"Your talk is about the upcoming Phusion Passenger 4, can you explain what some of the requirements are to understand what you're going to talk about?"
Hongli: To understand the talk, you should have a basic understanding on how to deploy a Rails application. For example, past experience with using Phusion Passenger, Unicorn, Puma or Thin will be very helpful. You don't have to understand it very deeply, because the talk is designed to be easy to follow even for beginners. A part of the talk, especially the optimization and tweaking part, will be more advanced, but I will structure them in such a way so that beginners can follow it as well.
"Many developers would love to become as experienced and fluent in Ruby as you are. What have been some of the pitfalls you had to overcome in order to become a great developer? Any good tips for a Ruby beginner?"
Hongli: I believe the best way to become good is to get a lot of practice. I do not believe in talent, but I do believe in hard work. I think I am at the place I am now because I've been developing software for more than a decade. For the first few years, my code sucked and I didn't really understand what I was doing. It was only after years of experience that I began to produce good code.
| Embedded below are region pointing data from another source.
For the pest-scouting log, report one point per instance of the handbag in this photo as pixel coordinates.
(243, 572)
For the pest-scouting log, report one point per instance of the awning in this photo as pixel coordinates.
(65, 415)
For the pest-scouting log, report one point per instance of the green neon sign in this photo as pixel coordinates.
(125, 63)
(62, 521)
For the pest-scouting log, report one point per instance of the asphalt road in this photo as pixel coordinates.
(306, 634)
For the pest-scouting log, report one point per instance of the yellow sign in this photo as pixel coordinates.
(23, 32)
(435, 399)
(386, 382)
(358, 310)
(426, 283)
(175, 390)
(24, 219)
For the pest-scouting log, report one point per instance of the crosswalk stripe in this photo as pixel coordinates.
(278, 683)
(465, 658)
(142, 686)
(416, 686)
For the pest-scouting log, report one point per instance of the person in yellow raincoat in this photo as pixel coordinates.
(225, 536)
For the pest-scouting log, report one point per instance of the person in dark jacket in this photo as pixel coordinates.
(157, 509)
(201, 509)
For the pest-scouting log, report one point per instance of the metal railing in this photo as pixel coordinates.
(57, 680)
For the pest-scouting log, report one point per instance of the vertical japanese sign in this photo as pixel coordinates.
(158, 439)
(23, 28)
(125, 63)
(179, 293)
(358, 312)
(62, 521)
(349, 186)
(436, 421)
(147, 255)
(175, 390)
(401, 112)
In the beginning, I was self-taught. Self-teaching can get you very far, but there are certain mathematical and formal foundations that are best learned at a university. In that regard, my computer science education has helped me a lot, although I could never have reached my current level without a lot practical experience as well.
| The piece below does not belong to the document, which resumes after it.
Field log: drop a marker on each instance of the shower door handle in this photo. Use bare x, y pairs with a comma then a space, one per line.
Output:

Finally, it is a good idea to be curious about other people's work. You will learn a lot by studying others' design and code, both with regard to what to do and what not to do. It is also a good idea to be open minded, and not to jump to conclusions too quickly. What at first glance appears to be a bad piece of code written by someone else may have legitimate reasons for being like that. It is important to understand those reasons.
"There are so many new technologies, best practices and so on being released all the time. In your personal opinion, and maybe related to your current field of work, what are some of the trends in technology that you think we should be paying attention for the near future?"
Hongli: I do not believe you should pay too much attention to trends. Trends come and go, and a lot of the current trends are just modifications of past trends. Furthermore, not all trends may be useful to you in their raw form. Instead of following a trend, you should understand the core reasons behind the trend, and adopt those instead.
That being said, there are several trends which I believe are good trends to follow and which I believe are timeless:
Automated testing. You should definitely have automated tests, which have saved me time and time again in the past. Having a good test suite gives you confidence and reduces developer anxiety (fear of breaking something), which allows you to develop faster. There are several styles in area the automated testing, e.g. TDD and BDD. I belong to none of them, but I take ideas from all of them and apply them where I think makes sense.
Continuous integration. Instead of having long development cycles, and integrating developer branches after a long time, or releasing software to staging after a long time, you should do it short intervals. This will give you more confidence, reduces developer anxiety and will allow you to release to production with less hassle. Continuous integration implies automated testing. A CI tool such as Travis or Apachai Hopachai is indispensable.
Operational automation. If a task takes too many steps, or if it's too mentally draining (which makes it easy to introduce human errors), consider automating the task as much as possible so that you only have to enter one command to get it done. There are two trends which are strongly related to this core idea:
The devops movement. Compared to traditional sysops, which performs a lot of tasks by hand, the devops moment seeks to automate as much as possible. You describe your cluster configuration in code, and a tool such as Chef, Puppet or Ansible builds the cluster for you. It changes the game so much if you can run a single command to rebuild your entire server cluster, instead of manually installing and configuring software every time.
Virtualization of the development environment. This is like devops for development environments instead of for production environments. Instead of letting your developers build their development environment manually (installing a compiler, installing git, installing MySQL, editing your software's config files, etc), you describe the environment in code and let a tool such as Vagrant (in combination Chef, Puppet or Ansible) build it for you. All developers will have a consistent development environment, and they can set up a new one quickly whenever they switch machines. When done properly, no human error will be possible.